SPACE WIRE
Canadian FM gives strong sign that Canada will join US missile system
OTTAWA (AFP) May 15, 2003
Canadian Foreign Minister Bill Graham gave his strongest indication yet that Canada is almost ready to sign on to the planned controversial US missile defence system.

Speaking in the House of Commons, Graham rejected opposition suggestions that the national missile defence system, or NMD, was a space-based missile system.

"Canada," he insisted, "remains firmly opposed to the installation of weapons in space.

"The US missile defence system, to be in place by the year 2004, does not include the installation of weapons in space."

Nevertheless, Graham suggested Canada still had some problems, which he did not specify, in the US plan.

"We regularly voice our concerns and any discussions we have on NMD will in fact enable us to voice those concerns more clearly and more cogently," he said.

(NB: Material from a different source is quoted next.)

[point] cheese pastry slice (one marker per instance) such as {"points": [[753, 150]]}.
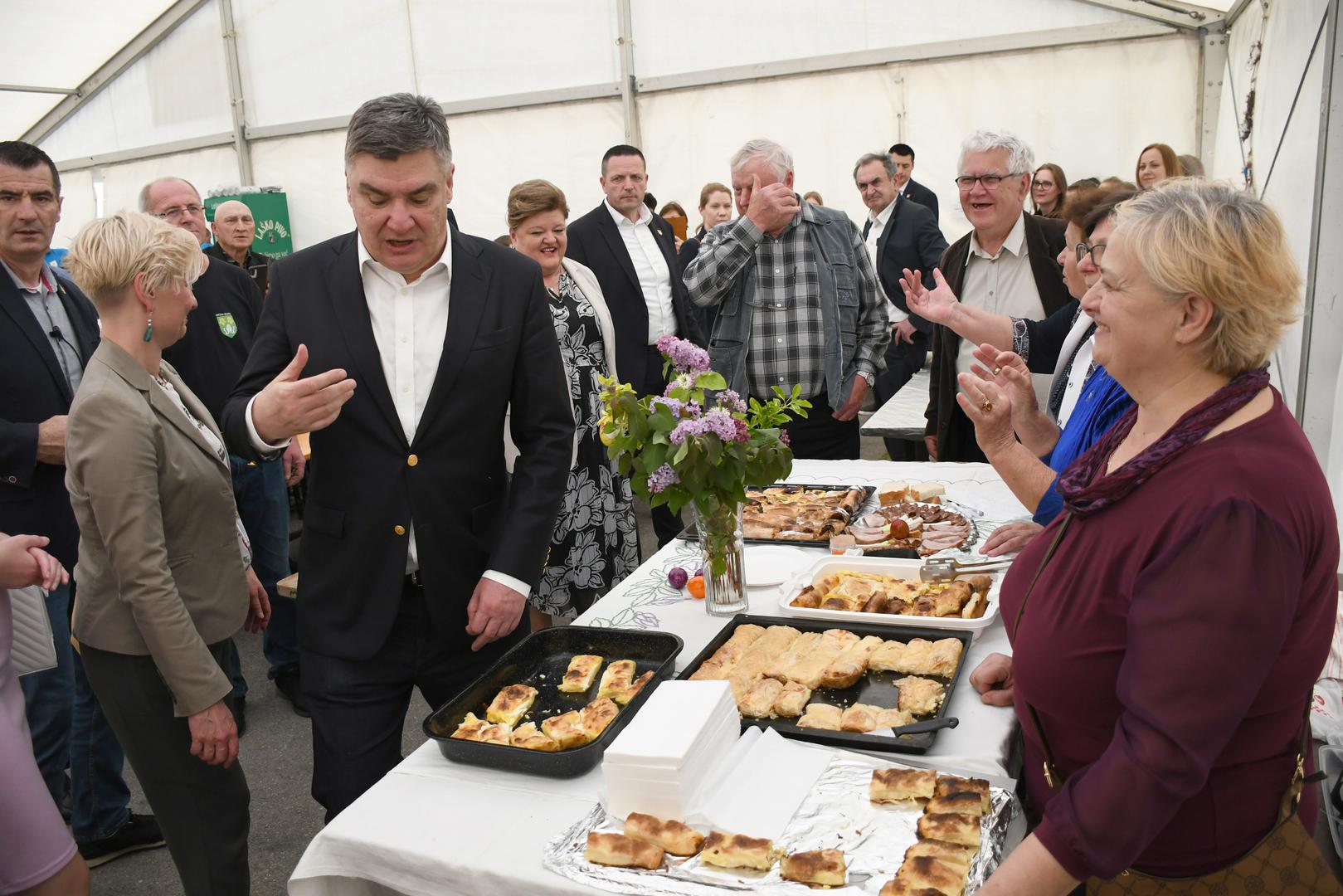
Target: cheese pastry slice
{"points": [[616, 677], [737, 850], [511, 704], [596, 716], [932, 874], [528, 738], [821, 715], [566, 730], [822, 867], [898, 785], [622, 852], [670, 835], [581, 674], [951, 828]]}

Speaking to a debate on a motion from the regional Bloc Quebecois party calling on the government not to join the US missile defence programme, Graham spoke mostly of the potential benefits to Canada of signing on.

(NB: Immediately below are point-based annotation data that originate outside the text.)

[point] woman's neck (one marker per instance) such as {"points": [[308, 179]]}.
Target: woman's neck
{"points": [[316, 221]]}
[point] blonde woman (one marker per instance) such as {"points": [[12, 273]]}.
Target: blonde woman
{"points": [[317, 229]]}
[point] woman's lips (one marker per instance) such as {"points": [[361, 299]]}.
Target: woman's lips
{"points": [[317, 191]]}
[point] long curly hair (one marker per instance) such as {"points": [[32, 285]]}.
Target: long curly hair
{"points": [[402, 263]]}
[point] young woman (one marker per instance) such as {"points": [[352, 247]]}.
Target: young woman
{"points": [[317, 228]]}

He pointed out that Britain had agreed to provide Washington with radar facilities and Denmark was currently negotiating with Washington an agreement to update a military radar site in Greenland.

Those two radar sites, combined with facilities in the United States, would provide blanket coverage of the whole of North America, he said.

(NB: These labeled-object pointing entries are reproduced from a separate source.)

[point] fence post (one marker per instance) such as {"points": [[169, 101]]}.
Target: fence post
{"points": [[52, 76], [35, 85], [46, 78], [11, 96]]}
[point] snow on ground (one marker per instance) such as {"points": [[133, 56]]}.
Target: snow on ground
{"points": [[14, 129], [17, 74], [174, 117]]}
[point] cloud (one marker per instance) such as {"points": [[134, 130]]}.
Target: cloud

Nevertheless, for Canada, said Graham, it was important to realise attacks from rogue states or terrorist groups against the United States would automatically affect Canada, and vice versa.

"An attack on Seattle," he said, "will inevitably be an attack on Vancouver, as will an attack on Buffalo (New York) be one on Toronto."

Additionally, the future of NORAD, the joint US-Canada air defence system could be complicated if Canada did not join the new missile defence system.

Graham said: "There is a great deal of overlap in the NORAD mission and missile defence and many assets are used for both mission.

"If missile defence becomes an exclusively American project, and thus remains out of NORAD, the role and relevance of this important partnership, so crucial for our participation in the defence of North America, will come into question."